Her forehead wrinkles, and then splits into a grin and she laughs, her eyes screwing shut as her head rolls loosely on her neck. It only makes him more uneasy, worry curling in his gut. "What do you mean?"

Her eyes are on his, and they're still fuzzy, bouncing around in place like she can't quite focus on him.

"You seem a bit off," he says. She stiffens, her gaze hardening. He tries not to wince. It’s a now-familiar coldness that settles across her features, but that doesn’t mean he likes it.

"Oh. Do I?" She asks, shuffling her shoulders up.

“Yeah,” he says. She waits for him to elaborate, eyebrows raising slowly higher. He does not.

“Well, no. I don’t think so, at least,” she says, suddenly sitting up and reaching into her pocket, rooting around. The paper bag of sweets tilts forward and spills on the ground, scattering. “Didn’t notice anything when we came in, can’t taste anything, think I’m usually pretty reliable, but-”
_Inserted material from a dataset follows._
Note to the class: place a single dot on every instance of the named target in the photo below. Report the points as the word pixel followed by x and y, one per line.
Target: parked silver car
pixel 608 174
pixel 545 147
Her eyes light up and she yanks her sonic out, fanning it through the air on a shaky arm. It beeps and she turns it, staring, just inches away from her face.

But she shrugs. “Nothing.”

Ryan leans over to look at it to, and instead of shrinking away she leans too, holds it out to him as if he could possibly read it. “You are acting proper strange, mate,” he adds, glancing at her, a pinch forming in his brow.

“No I’m not,” she says, grinning and shaking her head.

“See, that’s part of it,” Ryan says, pointing at her, finger in her face. She shoves it away. Something behind her eyes is twisting, cornered. Graham doesn’t like it.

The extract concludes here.